現在、本センター救急外来には、64列最新型マルチスライスCTが救急症例専用として配備されており、multiphase CT アンギオやperfusion CT(脳血流検査)などを常時実施することが可能となっています。また、救急外来から本館4階のMRI室までは専用エレベーターで直結されており、3.0テスラの最新型MRIを含めMRIも常時3台が稼働していますので、頭頸部MRI/MRA検査も24時間体制でおこなうことができます。放射線科部の全面協力のおかげで、神経救急疾患に関しては搬入後30分程度で全ての検査結果が出揃い、確実な診断のもと的確な超急性期治療を開始することが可能になっています。
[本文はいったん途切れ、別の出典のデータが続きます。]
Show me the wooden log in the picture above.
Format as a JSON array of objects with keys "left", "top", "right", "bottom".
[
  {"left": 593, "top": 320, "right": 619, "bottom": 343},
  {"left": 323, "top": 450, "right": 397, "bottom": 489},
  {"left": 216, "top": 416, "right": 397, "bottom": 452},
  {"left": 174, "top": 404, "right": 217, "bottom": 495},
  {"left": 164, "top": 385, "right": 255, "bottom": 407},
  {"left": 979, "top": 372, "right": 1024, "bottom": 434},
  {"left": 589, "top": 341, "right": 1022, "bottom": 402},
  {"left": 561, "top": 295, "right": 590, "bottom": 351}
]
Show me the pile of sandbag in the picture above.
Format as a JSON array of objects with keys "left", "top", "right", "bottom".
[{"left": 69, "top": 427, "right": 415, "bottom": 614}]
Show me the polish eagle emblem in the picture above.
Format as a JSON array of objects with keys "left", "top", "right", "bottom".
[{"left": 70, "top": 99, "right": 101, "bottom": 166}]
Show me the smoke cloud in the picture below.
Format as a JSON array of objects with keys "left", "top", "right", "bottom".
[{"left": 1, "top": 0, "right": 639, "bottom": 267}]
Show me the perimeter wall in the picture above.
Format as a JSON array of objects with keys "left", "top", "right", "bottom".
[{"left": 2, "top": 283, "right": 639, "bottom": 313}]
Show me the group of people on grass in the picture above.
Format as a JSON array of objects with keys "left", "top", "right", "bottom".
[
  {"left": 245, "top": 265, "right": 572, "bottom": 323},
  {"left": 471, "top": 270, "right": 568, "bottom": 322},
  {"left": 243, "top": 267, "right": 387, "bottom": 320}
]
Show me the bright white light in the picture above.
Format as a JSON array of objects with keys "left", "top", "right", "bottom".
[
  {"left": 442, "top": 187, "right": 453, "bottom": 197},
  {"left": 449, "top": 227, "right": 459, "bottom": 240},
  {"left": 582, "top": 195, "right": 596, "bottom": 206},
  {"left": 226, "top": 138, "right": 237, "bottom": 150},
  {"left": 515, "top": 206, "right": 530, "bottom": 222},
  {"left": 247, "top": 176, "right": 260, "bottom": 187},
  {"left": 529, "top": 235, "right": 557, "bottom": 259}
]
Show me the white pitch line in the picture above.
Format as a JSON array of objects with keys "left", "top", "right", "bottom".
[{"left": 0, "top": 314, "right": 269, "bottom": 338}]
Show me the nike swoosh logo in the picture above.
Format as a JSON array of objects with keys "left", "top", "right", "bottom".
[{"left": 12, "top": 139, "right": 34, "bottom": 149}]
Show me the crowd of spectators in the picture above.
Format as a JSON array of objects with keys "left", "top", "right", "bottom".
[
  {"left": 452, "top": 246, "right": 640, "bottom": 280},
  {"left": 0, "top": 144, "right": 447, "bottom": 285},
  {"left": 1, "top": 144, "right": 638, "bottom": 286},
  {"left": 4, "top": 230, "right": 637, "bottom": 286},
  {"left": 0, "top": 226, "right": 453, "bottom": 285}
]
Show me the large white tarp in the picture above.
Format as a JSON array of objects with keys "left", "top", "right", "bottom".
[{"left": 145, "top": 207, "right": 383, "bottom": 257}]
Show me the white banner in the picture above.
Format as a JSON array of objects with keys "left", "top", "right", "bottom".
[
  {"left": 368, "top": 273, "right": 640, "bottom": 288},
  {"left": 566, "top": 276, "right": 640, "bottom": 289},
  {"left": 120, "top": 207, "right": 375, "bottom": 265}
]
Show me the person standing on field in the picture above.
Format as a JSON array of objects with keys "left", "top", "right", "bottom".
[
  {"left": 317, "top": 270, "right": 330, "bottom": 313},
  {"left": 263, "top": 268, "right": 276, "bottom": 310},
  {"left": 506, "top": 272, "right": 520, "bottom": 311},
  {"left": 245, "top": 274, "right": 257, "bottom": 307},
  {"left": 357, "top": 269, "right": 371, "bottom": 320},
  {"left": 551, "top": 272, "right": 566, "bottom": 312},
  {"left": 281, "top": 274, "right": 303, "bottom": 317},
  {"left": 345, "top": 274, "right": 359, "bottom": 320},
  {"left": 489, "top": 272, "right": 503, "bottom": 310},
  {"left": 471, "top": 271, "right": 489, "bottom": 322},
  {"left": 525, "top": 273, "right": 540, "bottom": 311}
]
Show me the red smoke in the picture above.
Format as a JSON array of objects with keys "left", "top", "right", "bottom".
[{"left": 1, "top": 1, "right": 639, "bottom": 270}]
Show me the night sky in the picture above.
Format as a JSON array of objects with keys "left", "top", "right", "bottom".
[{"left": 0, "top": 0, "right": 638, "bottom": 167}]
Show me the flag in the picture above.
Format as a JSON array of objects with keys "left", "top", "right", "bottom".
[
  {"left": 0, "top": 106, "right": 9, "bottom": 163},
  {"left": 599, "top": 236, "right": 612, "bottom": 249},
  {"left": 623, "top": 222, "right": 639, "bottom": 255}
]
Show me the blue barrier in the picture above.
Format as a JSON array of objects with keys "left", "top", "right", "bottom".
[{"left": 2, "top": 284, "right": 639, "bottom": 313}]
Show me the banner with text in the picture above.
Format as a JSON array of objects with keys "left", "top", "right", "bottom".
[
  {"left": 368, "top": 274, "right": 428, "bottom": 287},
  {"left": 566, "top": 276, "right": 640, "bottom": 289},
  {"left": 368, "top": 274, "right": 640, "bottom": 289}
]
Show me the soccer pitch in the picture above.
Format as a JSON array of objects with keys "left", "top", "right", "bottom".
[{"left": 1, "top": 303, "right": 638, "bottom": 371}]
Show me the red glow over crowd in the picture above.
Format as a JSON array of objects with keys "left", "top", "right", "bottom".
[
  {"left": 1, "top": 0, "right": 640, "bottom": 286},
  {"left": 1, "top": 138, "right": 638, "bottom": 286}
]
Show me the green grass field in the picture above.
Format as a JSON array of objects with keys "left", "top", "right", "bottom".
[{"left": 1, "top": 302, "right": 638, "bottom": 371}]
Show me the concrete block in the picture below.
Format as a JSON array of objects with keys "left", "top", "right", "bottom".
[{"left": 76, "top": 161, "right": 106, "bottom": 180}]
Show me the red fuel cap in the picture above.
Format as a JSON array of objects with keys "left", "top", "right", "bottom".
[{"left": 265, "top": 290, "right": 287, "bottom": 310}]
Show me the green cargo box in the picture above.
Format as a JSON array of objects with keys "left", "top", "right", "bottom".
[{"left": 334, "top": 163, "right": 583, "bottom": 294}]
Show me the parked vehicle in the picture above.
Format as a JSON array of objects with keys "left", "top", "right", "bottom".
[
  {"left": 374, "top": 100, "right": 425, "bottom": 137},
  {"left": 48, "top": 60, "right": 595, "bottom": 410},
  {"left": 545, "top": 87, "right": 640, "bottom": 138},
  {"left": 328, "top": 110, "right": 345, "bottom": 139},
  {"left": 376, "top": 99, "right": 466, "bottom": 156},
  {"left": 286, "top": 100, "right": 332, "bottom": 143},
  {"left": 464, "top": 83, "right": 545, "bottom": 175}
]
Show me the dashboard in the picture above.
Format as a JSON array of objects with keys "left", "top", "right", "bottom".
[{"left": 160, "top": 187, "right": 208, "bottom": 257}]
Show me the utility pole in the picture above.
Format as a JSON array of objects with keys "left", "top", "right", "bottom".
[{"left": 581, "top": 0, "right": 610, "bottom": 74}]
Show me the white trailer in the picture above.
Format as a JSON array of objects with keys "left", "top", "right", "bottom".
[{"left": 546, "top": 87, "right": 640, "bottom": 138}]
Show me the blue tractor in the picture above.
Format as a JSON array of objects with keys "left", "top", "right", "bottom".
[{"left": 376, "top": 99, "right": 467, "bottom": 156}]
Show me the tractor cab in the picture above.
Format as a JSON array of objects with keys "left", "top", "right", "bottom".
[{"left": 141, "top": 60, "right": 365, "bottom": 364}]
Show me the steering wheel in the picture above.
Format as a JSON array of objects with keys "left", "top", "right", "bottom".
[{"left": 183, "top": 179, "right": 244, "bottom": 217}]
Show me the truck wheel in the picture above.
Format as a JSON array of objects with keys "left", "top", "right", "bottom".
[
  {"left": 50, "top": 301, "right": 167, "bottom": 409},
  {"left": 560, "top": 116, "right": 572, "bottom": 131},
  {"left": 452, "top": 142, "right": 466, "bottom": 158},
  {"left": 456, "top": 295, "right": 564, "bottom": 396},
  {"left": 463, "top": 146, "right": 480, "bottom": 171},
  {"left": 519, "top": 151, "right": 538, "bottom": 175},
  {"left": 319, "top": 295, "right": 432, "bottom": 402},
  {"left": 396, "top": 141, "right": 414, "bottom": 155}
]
救急外来は重症患者対応ベッドを3床、中等症用ベッドを6床、軽症用ベッドを10床有しており、またオーバーナイトベッドも6床稼働させています。これらのベッドを有効に活用し、神経救急患者の初期診断と超急性期治療をおこなっています。救急外来での診断、治療が終了した時点で、神経救急患者は高度救命救急センター内の救急病床に入院となります。当センターは救急患者入院用病床として、院内ICU(原則的に院内からの救急患者対応用)8床、救命ICU12床(救急外来からの患者対応用)、救急病棟(ICUから退室した患者さんの後方病床やHCUとして使用)24床を有していますので、それぞれの病態、重症度に応じて各救急病床へ入院となります。当センターではこの救急病床を常時有効利用するため、県内のどの病院にも先駆けて、各病棟間の垣根を取り払い全ての病棟がいかなる病態の患者さんであっても入院として受け入れるという「ベッドバリアフリーシステム」を実践してきました。これにより当センター内の空床は極めて有効に利用されるようになり、常時、高度救命救急センター内に空床を確保できるようになっています。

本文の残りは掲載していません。